La sentenza penale dello scorso 8 gennaio, con l’assoluzione di Luciano Moggi dall’accusa di associazione a delinquere (per illecita concorrenza) nel processo Gea, apre adesso nuovi scenari: se il processo in programma dal 20 gennaio a Napoli dovesse concludersi tra qualche anno (3? 5?) con un’altra assoluzione dall’accusa di associazione a delinquere (per frode sportiva, sul banco degli imputati anche gli ex designatori arbitrali e alcuni direttori di gara) i tifosi juventini potrebbero spingere la società a chiedere la restituzione di quanto tolto tre anni fa.
Il collegamento tra la giustizia sportiva e quella penale non è secondo la maggioranza degli esperti automatico.
Piero Sandulli, giudice di secondo grado del processo che condannò la Juve alla B, ha spiegato che «andare in giro senza cravatta per il centro di Roma non è reato; andare in giro senza cravatta in un circolo del golf in cui l’obbligo della cravatta è prescritto dal regolamento può portare all’espulsione dal circolo». Mario Sconcerti, tra i più importanti opinionisti d’Italia quando si parla di calcio, ha spiegato che regalare agli arbitri tessere telefoniche per poter parlare senza essere intercettati ha rilevanza penale zero ma rilevanza sportiva massima.
Resta il fatto che la condanna della Juve si basò sui materiali provenienti dalle indagini penali e che se questi si mostrassero insufficienti per una condanna in quella sede, la società torinese avrebbe molte difficoltà a respingere le richieste dei tifosi.
Pur di farsi restituire se non proprio l’onore quantomeno gli scudetti, la Juventus potrebbe minacciare il ricorso ad un’azione di risarcimento danni.

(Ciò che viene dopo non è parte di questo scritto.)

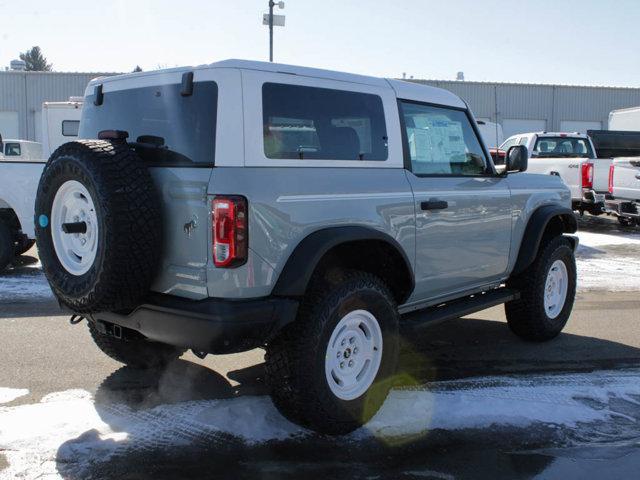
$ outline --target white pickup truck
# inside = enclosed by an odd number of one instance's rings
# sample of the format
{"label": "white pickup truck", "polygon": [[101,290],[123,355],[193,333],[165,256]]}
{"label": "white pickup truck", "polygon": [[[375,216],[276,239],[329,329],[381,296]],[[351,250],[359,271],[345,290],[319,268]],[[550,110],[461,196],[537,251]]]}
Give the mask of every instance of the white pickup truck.
{"label": "white pickup truck", "polygon": [[607,212],[622,225],[640,226],[640,157],[616,158],[609,174]]}
{"label": "white pickup truck", "polygon": [[[607,214],[617,216],[622,225],[640,225],[640,132],[589,130],[587,135],[596,149],[597,162],[609,161]],[[603,176],[598,171],[596,175]]]}
{"label": "white pickup truck", "polygon": [[40,175],[49,155],[78,136],[81,111],[78,101],[43,104],[44,146],[0,137],[0,272],[33,246]]}
{"label": "white pickup truck", "polygon": [[524,145],[529,150],[527,173],[562,178],[571,190],[574,210],[581,214],[604,213],[611,159],[596,159],[588,136],[560,132],[521,133],[507,138],[499,150],[507,151],[514,145]]}

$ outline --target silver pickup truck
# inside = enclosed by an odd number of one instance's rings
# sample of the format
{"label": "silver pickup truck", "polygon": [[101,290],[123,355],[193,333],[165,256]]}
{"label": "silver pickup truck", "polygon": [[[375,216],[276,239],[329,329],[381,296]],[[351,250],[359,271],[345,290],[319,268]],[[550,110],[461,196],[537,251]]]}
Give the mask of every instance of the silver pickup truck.
{"label": "silver pickup truck", "polygon": [[158,367],[266,349],[277,408],[369,420],[405,329],[505,304],[557,336],[577,224],[558,177],[497,169],[467,105],[397,80],[229,60],[100,78],[43,172],[53,292],[107,355]]}

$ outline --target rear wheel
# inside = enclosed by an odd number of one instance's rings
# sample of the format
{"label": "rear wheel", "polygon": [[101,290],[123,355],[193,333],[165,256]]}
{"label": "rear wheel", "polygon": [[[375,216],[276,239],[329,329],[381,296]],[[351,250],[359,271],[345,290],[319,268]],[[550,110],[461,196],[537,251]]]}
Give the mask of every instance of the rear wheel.
{"label": "rear wheel", "polygon": [[89,332],[94,343],[109,357],[135,368],[157,368],[179,358],[186,350],[152,342],[137,332],[119,330],[117,338],[102,329],[95,322],[89,323]]}
{"label": "rear wheel", "polygon": [[509,328],[525,340],[544,341],[564,328],[576,295],[576,261],[569,240],[559,236],[540,247],[531,266],[507,286],[520,299],[505,304]]}
{"label": "rear wheel", "polygon": [[348,433],[380,408],[398,361],[398,312],[377,277],[352,272],[311,287],[298,319],[267,346],[267,382],[290,420]]}
{"label": "rear wheel", "polygon": [[618,217],[618,223],[623,227],[633,227],[636,223],[633,218],[629,217]]}
{"label": "rear wheel", "polygon": [[13,235],[7,222],[0,219],[0,272],[9,266],[13,259]]}

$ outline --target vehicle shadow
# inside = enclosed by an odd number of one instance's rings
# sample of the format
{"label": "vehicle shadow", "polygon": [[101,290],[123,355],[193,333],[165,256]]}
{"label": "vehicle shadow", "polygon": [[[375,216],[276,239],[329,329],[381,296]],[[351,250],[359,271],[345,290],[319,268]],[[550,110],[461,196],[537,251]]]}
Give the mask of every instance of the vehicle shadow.
{"label": "vehicle shadow", "polygon": [[591,233],[603,233],[608,235],[619,235],[625,237],[637,237],[640,239],[640,228],[636,226],[623,226],[616,217],[609,215],[589,215],[577,216],[578,231]]}
{"label": "vehicle shadow", "polygon": [[[399,383],[424,389],[432,381],[479,375],[640,365],[640,349],[628,345],[573,334],[562,334],[544,344],[527,343],[513,335],[504,322],[494,320],[453,320],[405,332],[402,343]],[[95,409],[113,431],[126,433],[126,439],[101,440],[95,430],[69,439],[58,449],[58,473],[73,480],[203,476],[500,479],[529,478],[554,462],[551,456],[532,453],[535,448],[557,445],[558,430],[553,425],[530,430],[526,438],[522,438],[521,431],[495,427],[471,432],[434,431],[403,443],[389,443],[367,436],[324,437],[281,419],[277,420],[278,425],[301,434],[245,443],[229,429],[215,435],[198,434],[201,414],[180,417],[183,406],[190,411],[188,408],[194,405],[200,408],[210,404],[223,409],[224,415],[215,417],[223,423],[246,415],[249,428],[255,424],[259,429],[266,418],[279,415],[266,397],[255,396],[265,393],[263,378],[262,364],[238,368],[226,377],[185,360],[164,370],[122,367],[98,388]],[[255,409],[243,404],[243,398],[264,402],[260,403],[261,409]],[[171,404],[176,409],[167,410]],[[149,428],[141,429],[141,422],[147,422]],[[216,425],[209,426],[215,429]],[[87,439],[92,442],[91,448],[78,447]],[[96,457],[101,444],[115,452],[108,461],[98,461]]]}

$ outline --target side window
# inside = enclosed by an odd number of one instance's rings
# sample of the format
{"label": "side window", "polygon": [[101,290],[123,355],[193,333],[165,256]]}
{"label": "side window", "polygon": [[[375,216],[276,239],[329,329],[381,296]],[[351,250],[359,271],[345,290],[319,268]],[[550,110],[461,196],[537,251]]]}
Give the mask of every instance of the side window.
{"label": "side window", "polygon": [[19,157],[22,154],[19,143],[5,143],[4,154],[7,157]]}
{"label": "side window", "polygon": [[80,129],[80,120],[63,120],[62,135],[65,137],[77,137]]}
{"label": "side window", "polygon": [[513,147],[516,144],[517,141],[518,141],[517,137],[508,138],[506,142],[504,142],[502,145],[500,145],[500,150],[504,150],[506,152],[511,147]]}
{"label": "side window", "polygon": [[411,171],[416,175],[482,175],[487,160],[460,110],[402,102]]}
{"label": "side window", "polygon": [[529,141],[529,137],[522,137],[518,142],[518,145],[526,145],[528,141]]}
{"label": "side window", "polygon": [[377,95],[265,83],[262,112],[267,158],[387,159],[387,127]]}

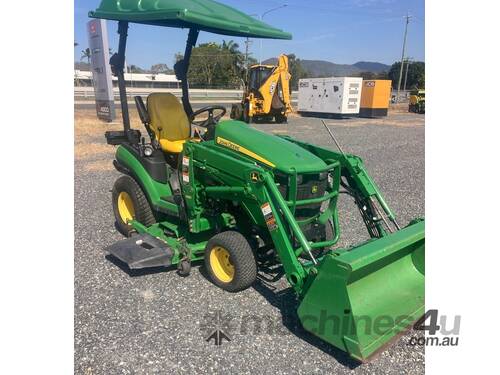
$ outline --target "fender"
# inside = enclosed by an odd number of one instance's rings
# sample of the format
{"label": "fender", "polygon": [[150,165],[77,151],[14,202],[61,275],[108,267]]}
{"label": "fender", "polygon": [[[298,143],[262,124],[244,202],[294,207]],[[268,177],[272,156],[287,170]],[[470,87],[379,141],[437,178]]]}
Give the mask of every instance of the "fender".
{"label": "fender", "polygon": [[[160,212],[169,215],[178,215],[179,209],[177,205],[165,201],[165,198],[172,196],[172,190],[169,184],[163,184],[155,181],[136,156],[123,146],[119,146],[116,150],[116,161],[122,169],[125,169],[128,174],[140,185],[142,191],[146,195],[151,206]],[[165,167],[166,168],[166,167]]]}

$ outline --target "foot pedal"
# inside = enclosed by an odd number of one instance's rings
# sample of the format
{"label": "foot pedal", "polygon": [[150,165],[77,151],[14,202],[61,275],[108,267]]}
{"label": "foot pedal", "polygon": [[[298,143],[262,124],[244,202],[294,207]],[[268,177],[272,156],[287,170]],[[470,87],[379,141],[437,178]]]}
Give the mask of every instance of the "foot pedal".
{"label": "foot pedal", "polygon": [[165,242],[147,233],[118,241],[104,250],[126,263],[130,269],[168,267],[174,254]]}

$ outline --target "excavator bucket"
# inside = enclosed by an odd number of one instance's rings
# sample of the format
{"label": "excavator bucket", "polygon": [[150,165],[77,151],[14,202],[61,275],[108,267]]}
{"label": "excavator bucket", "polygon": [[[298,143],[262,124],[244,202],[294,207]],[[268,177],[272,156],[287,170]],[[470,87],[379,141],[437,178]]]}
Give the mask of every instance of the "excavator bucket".
{"label": "excavator bucket", "polygon": [[424,313],[424,221],[325,256],[298,308],[303,327],[365,361]]}

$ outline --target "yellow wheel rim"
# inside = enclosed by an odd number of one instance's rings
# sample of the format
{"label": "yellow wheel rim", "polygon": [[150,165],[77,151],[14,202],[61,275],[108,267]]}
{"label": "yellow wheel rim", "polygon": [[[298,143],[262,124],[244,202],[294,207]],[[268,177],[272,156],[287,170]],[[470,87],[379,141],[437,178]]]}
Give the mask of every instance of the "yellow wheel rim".
{"label": "yellow wheel rim", "polygon": [[229,283],[234,278],[234,266],[229,260],[229,251],[221,246],[216,246],[210,252],[210,266],[220,281]]}
{"label": "yellow wheel rim", "polygon": [[118,194],[118,213],[125,224],[135,217],[134,203],[126,191]]}

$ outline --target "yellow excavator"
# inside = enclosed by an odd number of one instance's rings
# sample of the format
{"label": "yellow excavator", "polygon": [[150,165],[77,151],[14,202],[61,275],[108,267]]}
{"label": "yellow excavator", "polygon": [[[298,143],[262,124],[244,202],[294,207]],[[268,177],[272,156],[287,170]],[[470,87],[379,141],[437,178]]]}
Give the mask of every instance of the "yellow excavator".
{"label": "yellow excavator", "polygon": [[257,118],[272,118],[284,123],[292,112],[288,57],[280,55],[277,65],[252,65],[241,103],[231,107],[231,118],[247,123]]}

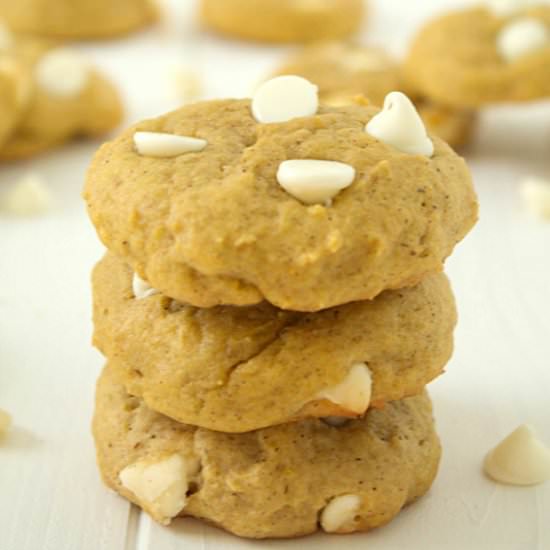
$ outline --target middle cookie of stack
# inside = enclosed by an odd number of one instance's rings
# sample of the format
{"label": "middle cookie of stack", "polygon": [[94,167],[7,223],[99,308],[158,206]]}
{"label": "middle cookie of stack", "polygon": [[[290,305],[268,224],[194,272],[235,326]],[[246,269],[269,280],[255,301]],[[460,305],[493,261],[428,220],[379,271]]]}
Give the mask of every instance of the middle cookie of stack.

La stessa tecnica fu usata nel 2006, quando la società torinese minacciò il ricorso al Tar dicendosi pronta a chiedere 130 milioni (il 60% del volume d’affari) di danni in caso di retrocessione in B. Il calcolo partiva dai mancati introiti per la partecipazione alla Champions League (stima di 44 milioni per due anni) e dai tagli dei contratti di sponsorizzazione: la libica Tamoil cancellò un contratto decennale da 230 milioni; Nike, che aveva firmato per 155 milioni in 12 anni, ottenne uno sconto a 5 milioni per la stagione trascorsa in B.
I danni derivavano anche dalla perdite causate dalla frettolosa cessione sul mercato di campioni come Cannavaro ed Emerson (al Real Madrid), Zambrotta e Thuram (al Barcellona), Ibrahimovic e Vieira (all’Inter), Mutu (alla Fiorentina): senza la minaccia della condanna sportiva, la Juventus avrebbe potuto (eventualmente) cederli a prezzi migliori.
Nel 2006 la Juventus ritirò il ricorso al Tar, probabilmente dopo essersi assicurata che le successive sentenze della giustizia sportiva avrebbero ridotto i punti di penalizzazione con cui affrontare il campionato di B (evento puntualmente verificatosi).
Non è escluso che in futuro possa ripetersi la stessa operazione: per assurdo dovrebbe essere più facile ottenere la restituzione del titolo 2005 (quello direttamente interessato dalle intercettazioni), la cui riga nell’albo d’oro è rimasta vuota, che di quello 2006, immune da macchie (almeno per quanto riguarda le intercettazioni) ma finito nel frattempo nella bacheca interista.